Pull data and sites from the water quality portal

library(dataRetrieval) # pulls data from usgs/nwis/water quality portal
library(tidyverse)
## -- Attaching packages --------------------------------------- tidyverse 1.3.2 --
## v ggplot2 3.3.6     v purrr   0.3.4
## v tibble  3.1.8     v dplyr   1.0.9
## v tidyr   1.2.0     v stringr 1.4.1
## v readr   2.1.2     v forcats 0.5.2
## -- Conflicts ------------------------------------------ tidyverse_conflicts() --
## x dplyr::filter() masks stats::filter()
## x dplyr::lag()    masks stats::lag()
library(leaflet)
library(htmltools)
library(DT)
library(plotly)
## 
## Attaching package: 'plotly'
## 
## The following object is masked from 'package:ggplot2':
## 
##     last_plot
## 
## The following object is masked from 'package:stats':
## 
##     filter
## 
## The following object is masked from 'package:graphics':
## 
##     layout
library(writexl)

# Pull sites based on county, site type (stream), and parameter (e coli and Total coliform)
sites <- readWQPsummary(countycode=c("US:31:029", # NE - Chase 
                                     "US:31:057", # NE - Dundy
                                     "US:31:087", # NE - Hitchcock 
                                     "US:20:023", # KS - Cheyenne
                                     "US:20:153", # KS - Rawlins
                                     "US:08:063", # CO - Kit Carson
                                     "US:08:073", # CO - Lincoln
                                     "US:08:121", # CO - Washington
                                     "US:08:125"), # CO - Yuma
                        siteType="Stream",
                       CharacteristicName=c("Escherichia coli","Total Coliform"))
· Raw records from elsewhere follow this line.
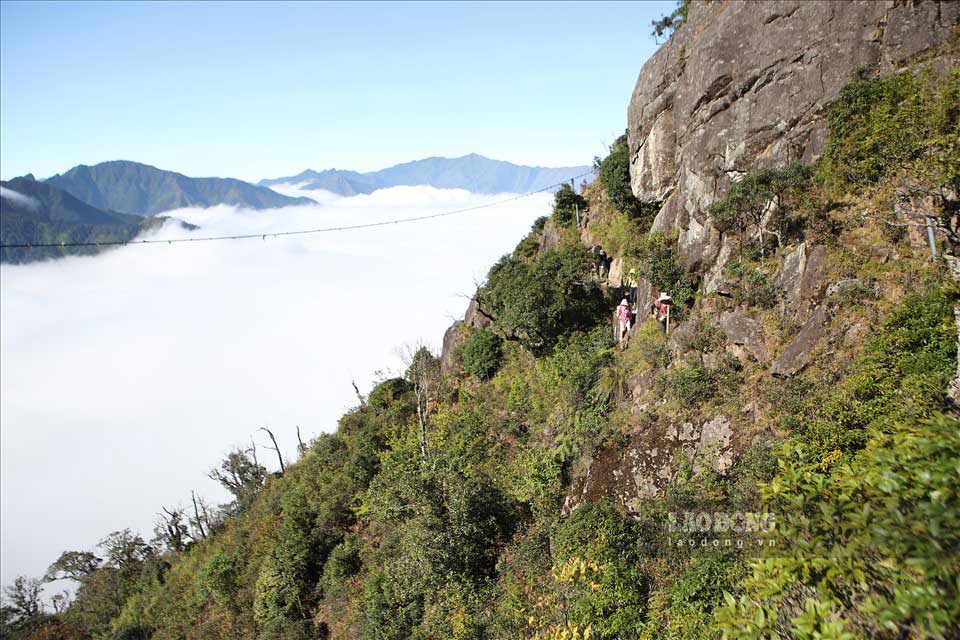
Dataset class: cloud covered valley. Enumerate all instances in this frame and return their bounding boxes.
[0,185,552,584]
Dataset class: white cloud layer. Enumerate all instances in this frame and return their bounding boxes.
[0,187,551,584]
[0,187,40,209]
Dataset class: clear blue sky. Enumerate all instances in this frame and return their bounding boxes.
[0,1,675,180]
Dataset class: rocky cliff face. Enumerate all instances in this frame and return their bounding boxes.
[627,0,960,280]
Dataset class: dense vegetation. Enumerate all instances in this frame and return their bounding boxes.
[3,65,960,640]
data_ecoli <- readWQPdata(countycode=c("US:31:029", # NE - Chase 
                                     "US:31:057", # NE - Dundy
                                     "US:31:087", # NE - Hitchcock 
                                     "US:20:023", # KS - Cheyenne
                                     "US:20:153", # KS - Rawlins
                                     "US:08:063", # CO - Kit Carson
                                     "US:08:073", # CO - Lincoln
                                     "US:08:121", # CO - Washington
                                     "US:08:125"), # CO - Yuma
                        siteType="Stream",
                        CharacteristicName=c("Escherichia coli"))

# remove sites outside ws
data_ecoli <- subset(data_ecoli, !(MonitoringLocationIdentifier=="21NEB001_WQX-SRE3FRENC114"|
                            MonitoringLocationIdentifier=="21KAN001_WQX-SPB353"|
                            MonitoringLocationIdentifier=="21COL001-5054"))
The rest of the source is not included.